4) My husband teases me about reading, calling my books "nerd factories."

5) Even though he teases, he's a great sport about my addiction. He built me these bookshelves earlier this year. Right now, they are overflowing. I have a shelf from Ikea that I love and think I need another one.

6) I'd rather be sitting in my reading chair with a good book, a basset, and a glass of red wine than just about anything else.

7) I love reading, but have absolutely no desire to write.

Wednesday, June 2, 2010

High School Summer Reading

My high school has a summer reading program. I am always interested to see what they choose.

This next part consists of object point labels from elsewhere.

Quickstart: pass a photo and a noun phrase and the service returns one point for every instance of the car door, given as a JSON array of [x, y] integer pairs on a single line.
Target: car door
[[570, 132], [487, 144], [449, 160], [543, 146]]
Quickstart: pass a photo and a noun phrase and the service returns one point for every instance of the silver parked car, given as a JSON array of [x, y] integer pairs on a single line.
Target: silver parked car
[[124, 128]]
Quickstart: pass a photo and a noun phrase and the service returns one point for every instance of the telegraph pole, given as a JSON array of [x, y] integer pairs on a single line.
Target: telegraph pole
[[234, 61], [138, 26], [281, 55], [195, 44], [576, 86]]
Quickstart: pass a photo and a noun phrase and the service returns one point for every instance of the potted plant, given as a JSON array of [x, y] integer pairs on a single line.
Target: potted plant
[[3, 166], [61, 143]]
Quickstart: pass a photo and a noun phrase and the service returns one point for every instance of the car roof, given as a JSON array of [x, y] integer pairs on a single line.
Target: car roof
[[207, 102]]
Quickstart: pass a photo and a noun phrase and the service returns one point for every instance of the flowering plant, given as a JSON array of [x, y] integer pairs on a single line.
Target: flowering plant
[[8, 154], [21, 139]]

Fortunately for them and sadly for me, their picks have improved SO much since I was there in the 90s. I can only remember a few: This Boy's Life by Tobias Wolff, All the Pretty Horses by Cormac McCarthy, Burmese Days by Orwell, and The Old Man and the Sea by Hemingway. I liked Burmese Days, but none of the others. We also didn't talk about them once school started so to me it was somewhat of a useless activity. There were a bunch of books to choose from, but nothing new or notable. They all felt like old books, half of which would have been on the summer reading list my dad had when he was there in the 60s.

I love the choices this year.

Students are required to read either The Help by Kathryn Stockett, Outliers by Malcolm Gladwell, or The Last Child by John Hart. I've never heard of The Lost Child, but I think The Help and Outliers are easy to read books that make you think. What better for a summer reading program?

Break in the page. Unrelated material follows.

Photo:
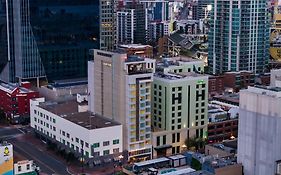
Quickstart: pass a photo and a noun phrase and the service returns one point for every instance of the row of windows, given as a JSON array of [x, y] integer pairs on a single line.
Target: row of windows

Then, they can choose an extra book for some kind of extra credit/pat on the head/whatever. Some of those options: Abraham Lincoln, Vampire Hunter by Seth Grahame-Smith, Born to Run by Christopher McDougall (my husband read and really enjoyed), Thirteen Reasons Why by Jay Asher, Sarah's Key by Tatiana De Rosnay, The Pat Conroy Cookbook (part of the assignment is to cook! LOVE it), American Born Chinese by Gene Luen Yang (graphic novel), and Stones into Schools by Greg Mortenson.

I've read several of the books they've chosen and am thrilled with the others. Do you think they'd mind having an alum in the discussions? I couldn't pick just one though!